A growing number of the organization's critics had been calling for months for Nossel and Board President Jennifer Finney Boylan to resign. When Nossel announced her resignation as CEO on October 31, 2024, a number of writers claimed that their opposition to her tenure had forced the move; Nossel disputed that.

==Publications==

Nossel is the author of Dare to Speak: Defending Free Speech for All in 2020, a set of principles to chart a course for free speech that also promotes equity and inclusion. Excerpts from the book have appeared in LitHub, The Washington Post, and the Los Angeles Times. She is a featured columnist for Foreign Policy magazine and has published op-eds in The New York Times, Politico, and The Guardian, among others.

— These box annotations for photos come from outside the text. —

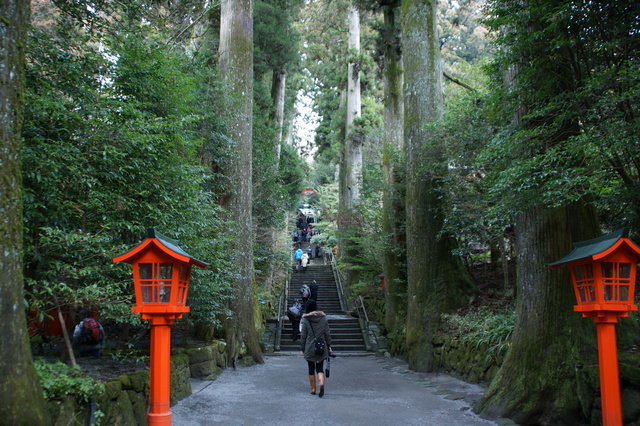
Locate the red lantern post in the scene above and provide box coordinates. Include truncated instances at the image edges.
[550,228,640,426]
[112,229,208,425]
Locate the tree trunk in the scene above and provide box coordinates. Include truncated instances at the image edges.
[401,0,473,371]
[0,0,49,425]
[345,4,363,211]
[476,203,599,424]
[219,0,262,366]
[271,70,287,159]
[382,6,407,331]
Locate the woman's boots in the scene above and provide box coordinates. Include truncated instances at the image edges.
[309,374,316,395]
[318,373,324,398]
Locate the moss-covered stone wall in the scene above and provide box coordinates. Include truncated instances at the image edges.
[433,335,640,426]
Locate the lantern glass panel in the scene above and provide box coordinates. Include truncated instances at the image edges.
[573,263,596,303]
[601,262,631,302]
[138,262,173,303]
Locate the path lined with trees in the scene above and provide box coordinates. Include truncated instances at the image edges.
[0,0,640,424]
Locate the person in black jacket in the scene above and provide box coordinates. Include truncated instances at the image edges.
[300,300,331,398]
[309,280,318,304]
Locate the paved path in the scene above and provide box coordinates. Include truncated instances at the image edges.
[171,356,497,426]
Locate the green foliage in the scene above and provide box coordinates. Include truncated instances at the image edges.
[481,0,640,228]
[22,4,230,330]
[442,307,515,358]
[34,359,105,402]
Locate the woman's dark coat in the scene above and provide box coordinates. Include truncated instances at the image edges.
[300,311,331,362]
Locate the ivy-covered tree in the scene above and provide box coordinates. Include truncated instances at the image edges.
[401,0,473,371]
[0,1,49,425]
[218,0,262,366]
[477,0,638,424]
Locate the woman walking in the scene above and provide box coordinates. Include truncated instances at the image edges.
[300,300,331,398]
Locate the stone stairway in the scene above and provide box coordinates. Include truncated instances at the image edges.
[280,258,367,354]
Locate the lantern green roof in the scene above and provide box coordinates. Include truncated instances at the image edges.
[549,228,629,268]
[147,228,209,268]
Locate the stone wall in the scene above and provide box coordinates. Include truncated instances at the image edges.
[433,335,640,426]
[48,341,226,426]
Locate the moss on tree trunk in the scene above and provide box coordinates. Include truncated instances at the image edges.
[401,0,472,371]
[219,0,262,366]
[476,203,598,424]
[0,0,49,425]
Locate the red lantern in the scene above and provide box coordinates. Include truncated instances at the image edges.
[113,229,208,426]
[550,228,640,426]
[113,229,208,318]
[550,229,640,317]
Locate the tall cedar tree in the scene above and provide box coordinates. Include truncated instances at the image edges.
[219,0,263,366]
[401,0,473,371]
[0,0,48,425]
[382,2,406,332]
[476,1,620,424]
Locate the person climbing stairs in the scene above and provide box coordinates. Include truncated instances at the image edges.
[280,250,367,355]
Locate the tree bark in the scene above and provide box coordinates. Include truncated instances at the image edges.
[401,0,473,371]
[345,4,363,210]
[0,0,49,425]
[382,6,407,331]
[271,70,287,159]
[219,0,262,366]
[475,202,599,424]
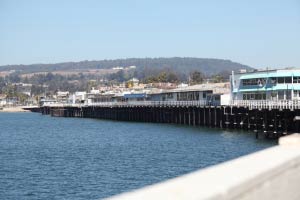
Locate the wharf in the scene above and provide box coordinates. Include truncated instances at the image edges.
[26,101,300,138]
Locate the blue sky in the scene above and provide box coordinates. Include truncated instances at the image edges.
[0,0,300,68]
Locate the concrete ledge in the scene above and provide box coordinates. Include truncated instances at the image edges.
[109,134,300,200]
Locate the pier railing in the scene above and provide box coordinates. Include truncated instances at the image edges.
[44,100,300,110]
[45,100,217,107]
[230,100,300,110]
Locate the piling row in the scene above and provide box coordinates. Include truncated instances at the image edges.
[32,106,300,138]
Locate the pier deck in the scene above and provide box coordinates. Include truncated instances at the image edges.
[28,101,300,138]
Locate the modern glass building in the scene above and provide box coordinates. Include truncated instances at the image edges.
[230,69,300,100]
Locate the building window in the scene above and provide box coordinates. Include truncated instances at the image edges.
[278,77,284,84]
[284,77,292,83]
[271,77,277,85]
[293,77,300,83]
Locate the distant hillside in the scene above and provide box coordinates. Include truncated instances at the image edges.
[0,57,252,76]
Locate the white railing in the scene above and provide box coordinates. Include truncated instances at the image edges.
[230,100,300,110]
[44,100,216,107]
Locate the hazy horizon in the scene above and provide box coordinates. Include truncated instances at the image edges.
[0,0,300,68]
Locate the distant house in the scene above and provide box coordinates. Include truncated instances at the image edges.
[0,94,7,107]
[12,83,32,96]
[56,91,69,103]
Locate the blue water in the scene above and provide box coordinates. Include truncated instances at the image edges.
[0,113,275,200]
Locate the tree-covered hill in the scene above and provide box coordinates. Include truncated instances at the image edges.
[0,57,252,76]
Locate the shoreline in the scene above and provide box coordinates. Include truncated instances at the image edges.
[0,107,30,113]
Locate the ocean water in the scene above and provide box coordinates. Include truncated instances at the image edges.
[0,113,276,200]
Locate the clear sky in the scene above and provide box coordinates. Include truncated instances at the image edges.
[0,0,300,68]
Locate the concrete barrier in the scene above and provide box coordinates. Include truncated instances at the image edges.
[109,134,300,200]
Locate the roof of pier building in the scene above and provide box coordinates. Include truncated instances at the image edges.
[236,68,300,79]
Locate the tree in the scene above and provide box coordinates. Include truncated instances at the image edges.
[190,71,204,85]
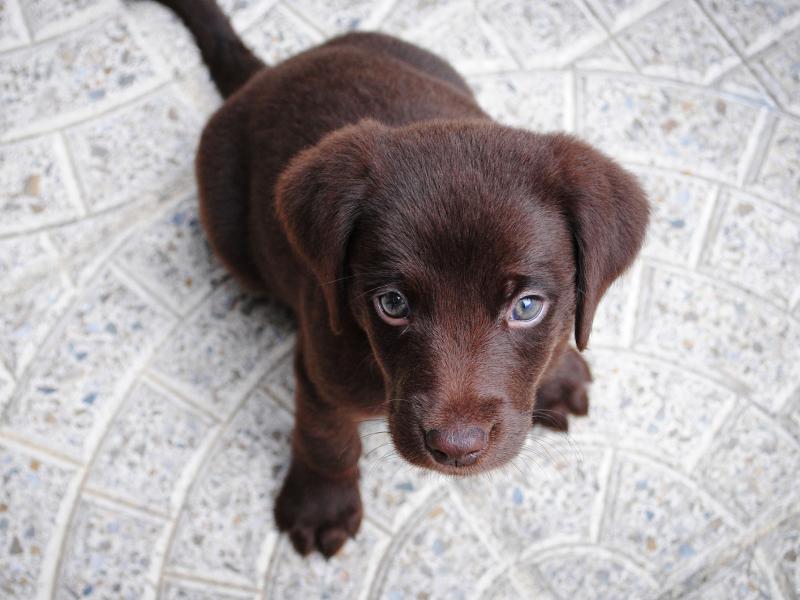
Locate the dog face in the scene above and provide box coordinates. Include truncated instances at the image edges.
[277,122,647,475]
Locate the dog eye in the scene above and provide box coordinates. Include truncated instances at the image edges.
[510,294,545,323]
[375,290,411,325]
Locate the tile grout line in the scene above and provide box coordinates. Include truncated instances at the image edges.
[736,107,775,189]
[687,185,725,272]
[589,447,619,544]
[54,129,90,221]
[692,0,784,108]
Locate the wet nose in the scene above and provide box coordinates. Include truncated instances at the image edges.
[425,426,489,467]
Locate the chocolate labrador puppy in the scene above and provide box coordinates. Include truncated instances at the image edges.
[153,0,648,557]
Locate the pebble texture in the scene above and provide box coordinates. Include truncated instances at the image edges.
[0,0,800,600]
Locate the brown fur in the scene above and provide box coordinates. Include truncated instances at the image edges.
[155,0,648,556]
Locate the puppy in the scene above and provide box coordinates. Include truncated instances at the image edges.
[155,0,648,557]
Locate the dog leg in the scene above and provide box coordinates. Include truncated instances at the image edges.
[533,348,592,431]
[275,350,362,558]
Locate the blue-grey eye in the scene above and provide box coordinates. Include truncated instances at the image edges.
[378,290,409,319]
[511,295,544,321]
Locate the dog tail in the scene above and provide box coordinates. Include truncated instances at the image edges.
[150,0,265,98]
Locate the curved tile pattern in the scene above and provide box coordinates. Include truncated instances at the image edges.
[0,0,800,600]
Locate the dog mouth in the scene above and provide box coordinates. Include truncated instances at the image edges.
[389,416,510,477]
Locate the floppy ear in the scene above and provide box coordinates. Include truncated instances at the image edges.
[544,134,650,350]
[275,120,386,333]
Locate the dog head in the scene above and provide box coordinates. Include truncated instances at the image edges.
[276,121,648,474]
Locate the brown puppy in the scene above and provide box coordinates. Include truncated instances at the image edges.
[155,0,648,556]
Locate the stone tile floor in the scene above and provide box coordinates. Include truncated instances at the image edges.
[0,0,800,600]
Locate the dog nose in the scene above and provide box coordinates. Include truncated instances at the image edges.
[425,426,489,467]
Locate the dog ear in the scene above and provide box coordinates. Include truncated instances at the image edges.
[275,120,386,334]
[543,134,650,350]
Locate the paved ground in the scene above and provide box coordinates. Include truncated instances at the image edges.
[0,0,800,600]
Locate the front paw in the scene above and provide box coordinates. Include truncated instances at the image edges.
[533,348,592,431]
[275,461,362,558]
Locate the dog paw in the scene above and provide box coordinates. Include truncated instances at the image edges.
[275,463,362,558]
[533,348,592,431]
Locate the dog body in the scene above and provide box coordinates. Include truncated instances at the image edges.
[162,0,648,556]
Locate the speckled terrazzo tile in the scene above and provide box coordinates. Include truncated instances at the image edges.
[219,0,278,31]
[54,500,167,600]
[265,521,389,600]
[573,41,634,72]
[176,66,222,118]
[713,65,775,109]
[457,438,603,556]
[0,135,81,234]
[0,0,29,51]
[634,268,800,407]
[589,270,637,347]
[86,383,216,514]
[152,281,294,416]
[23,0,115,39]
[291,0,391,37]
[114,193,228,313]
[600,455,735,580]
[698,403,800,519]
[760,514,800,597]
[126,2,203,78]
[469,72,565,131]
[0,16,160,139]
[475,573,532,600]
[588,0,664,31]
[667,552,775,600]
[0,442,76,600]
[618,0,739,83]
[243,5,324,65]
[570,350,735,469]
[2,272,172,458]
[578,75,758,181]
[382,0,516,74]
[371,495,492,600]
[536,546,659,600]
[633,168,715,265]
[659,547,780,600]
[751,119,800,213]
[0,270,72,376]
[167,390,292,586]
[700,0,800,54]
[158,578,261,600]
[750,33,800,115]
[359,420,442,531]
[67,90,200,211]
[47,201,158,284]
[478,0,605,68]
[702,190,800,307]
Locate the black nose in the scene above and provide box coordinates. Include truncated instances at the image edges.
[425,425,489,467]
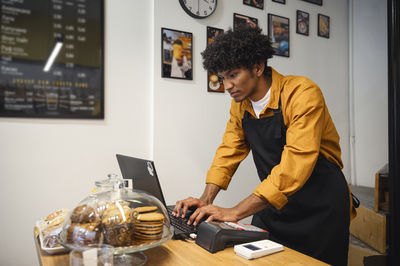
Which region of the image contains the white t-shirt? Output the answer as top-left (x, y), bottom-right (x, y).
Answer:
top-left (250, 88), bottom-right (271, 118)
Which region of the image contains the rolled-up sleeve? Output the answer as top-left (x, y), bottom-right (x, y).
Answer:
top-left (253, 81), bottom-right (325, 209)
top-left (206, 101), bottom-right (250, 190)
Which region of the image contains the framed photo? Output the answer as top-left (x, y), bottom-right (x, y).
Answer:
top-left (318, 14), bottom-right (330, 39)
top-left (268, 14), bottom-right (290, 57)
top-left (233, 13), bottom-right (258, 30)
top-left (296, 10), bottom-right (310, 36)
top-left (161, 28), bottom-right (193, 80)
top-left (243, 0), bottom-right (264, 9)
top-left (207, 26), bottom-right (225, 93)
top-left (303, 0), bottom-right (322, 6)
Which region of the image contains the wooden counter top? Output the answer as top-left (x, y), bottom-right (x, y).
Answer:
top-left (35, 229), bottom-right (327, 266)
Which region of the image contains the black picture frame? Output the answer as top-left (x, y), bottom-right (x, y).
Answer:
top-left (206, 26), bottom-right (225, 93)
top-left (161, 28), bottom-right (193, 80)
top-left (303, 0), bottom-right (322, 6)
top-left (0, 0), bottom-right (104, 119)
top-left (268, 14), bottom-right (290, 57)
top-left (233, 13), bottom-right (258, 30)
top-left (318, 14), bottom-right (331, 39)
top-left (272, 0), bottom-right (286, 5)
top-left (296, 10), bottom-right (310, 36)
top-left (243, 0), bottom-right (264, 9)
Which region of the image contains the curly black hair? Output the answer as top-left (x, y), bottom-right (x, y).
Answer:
top-left (201, 26), bottom-right (274, 76)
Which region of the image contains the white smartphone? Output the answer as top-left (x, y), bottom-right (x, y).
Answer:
top-left (234, 240), bottom-right (283, 260)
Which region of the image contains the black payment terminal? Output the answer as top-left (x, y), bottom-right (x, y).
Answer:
top-left (196, 222), bottom-right (269, 253)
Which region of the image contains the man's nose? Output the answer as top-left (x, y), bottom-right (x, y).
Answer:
top-left (224, 80), bottom-right (233, 91)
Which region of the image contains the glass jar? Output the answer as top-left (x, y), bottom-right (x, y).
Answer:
top-left (59, 175), bottom-right (173, 254)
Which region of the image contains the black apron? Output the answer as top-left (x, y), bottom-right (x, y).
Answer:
top-left (242, 102), bottom-right (350, 265)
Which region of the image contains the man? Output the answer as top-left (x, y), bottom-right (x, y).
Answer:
top-left (174, 27), bottom-right (355, 265)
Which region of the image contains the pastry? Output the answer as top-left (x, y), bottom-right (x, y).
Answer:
top-left (67, 223), bottom-right (100, 245)
top-left (71, 204), bottom-right (100, 223)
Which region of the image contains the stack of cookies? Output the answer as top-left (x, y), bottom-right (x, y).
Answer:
top-left (133, 206), bottom-right (164, 240)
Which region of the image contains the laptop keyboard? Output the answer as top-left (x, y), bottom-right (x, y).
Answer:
top-left (168, 208), bottom-right (197, 234)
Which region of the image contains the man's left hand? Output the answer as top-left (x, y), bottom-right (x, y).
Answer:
top-left (188, 205), bottom-right (238, 226)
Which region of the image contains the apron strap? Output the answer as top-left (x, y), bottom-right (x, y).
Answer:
top-left (351, 192), bottom-right (360, 208)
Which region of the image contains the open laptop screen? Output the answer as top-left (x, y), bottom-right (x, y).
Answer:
top-left (117, 154), bottom-right (167, 206)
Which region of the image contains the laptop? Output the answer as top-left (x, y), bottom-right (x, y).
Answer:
top-left (116, 154), bottom-right (197, 238)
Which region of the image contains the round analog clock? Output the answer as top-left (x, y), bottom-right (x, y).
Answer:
top-left (179, 0), bottom-right (217, 18)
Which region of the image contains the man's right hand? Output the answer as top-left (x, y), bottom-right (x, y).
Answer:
top-left (172, 197), bottom-right (207, 218)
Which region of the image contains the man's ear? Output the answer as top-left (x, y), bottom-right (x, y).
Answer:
top-left (253, 62), bottom-right (265, 77)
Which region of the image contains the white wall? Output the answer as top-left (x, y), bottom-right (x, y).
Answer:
top-left (154, 0), bottom-right (350, 213)
top-left (0, 0), bottom-right (153, 265)
top-left (351, 0), bottom-right (388, 187)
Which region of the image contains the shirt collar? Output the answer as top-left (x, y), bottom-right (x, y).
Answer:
top-left (243, 67), bottom-right (284, 111)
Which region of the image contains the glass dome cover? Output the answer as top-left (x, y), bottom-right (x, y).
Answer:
top-left (59, 178), bottom-right (173, 254)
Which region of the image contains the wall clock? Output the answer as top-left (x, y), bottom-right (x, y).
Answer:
top-left (179, 0), bottom-right (217, 18)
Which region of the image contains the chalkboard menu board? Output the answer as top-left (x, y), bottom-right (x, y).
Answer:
top-left (0, 0), bottom-right (104, 119)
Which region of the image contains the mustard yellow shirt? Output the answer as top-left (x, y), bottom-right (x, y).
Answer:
top-left (206, 69), bottom-right (352, 214)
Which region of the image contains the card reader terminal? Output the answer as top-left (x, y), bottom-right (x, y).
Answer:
top-left (196, 222), bottom-right (269, 253)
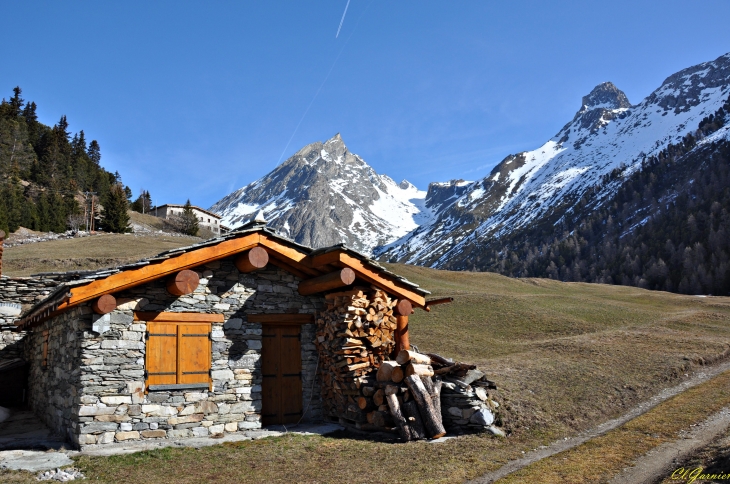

Nossel co-wrote, along with PEN America President Andrew Solomon, an op-ed piece for The New York Times in 2015 on PEN's decision to present the PEN/Toni and James C. Goodale Free Expression Courage Award to Charlie Hebdo.

In Foreign Affairs, she has covered topics ranging from the changing nature of liberal internationalism to Samantha Power's ambassadorship in the United Nations. In 2004, she coined the term "Smart Power", which was the title of an article she published in Foreign Affairs that year. It later became the theme of Secretary of State Hillary Clinton's confirmation testimony and guided her tenure in office.

=== Selected articles ===

- "The Real Culture Wars," Foreign Affairs, February 29, 2024
- "Cultural Decoupling From China Is Not the Answer," Foreign Policy, September 26, 2023

==Personal life==

Nossel was born in Westchester, New York, the daughter of South African parents and granddaughter of refugees from Nazi Germany who fled to South Africa during the 1930s. She traces her interest in human rights to her growing up Jewish in the U.S., and her visits to apartheid South Africa in her youth. Nossel has frequently visited relatives in Israel, saying "It's a place where I feel very comfortable and at home."

She lives with her husband, historian David Greenberg, and two children in Manhattan.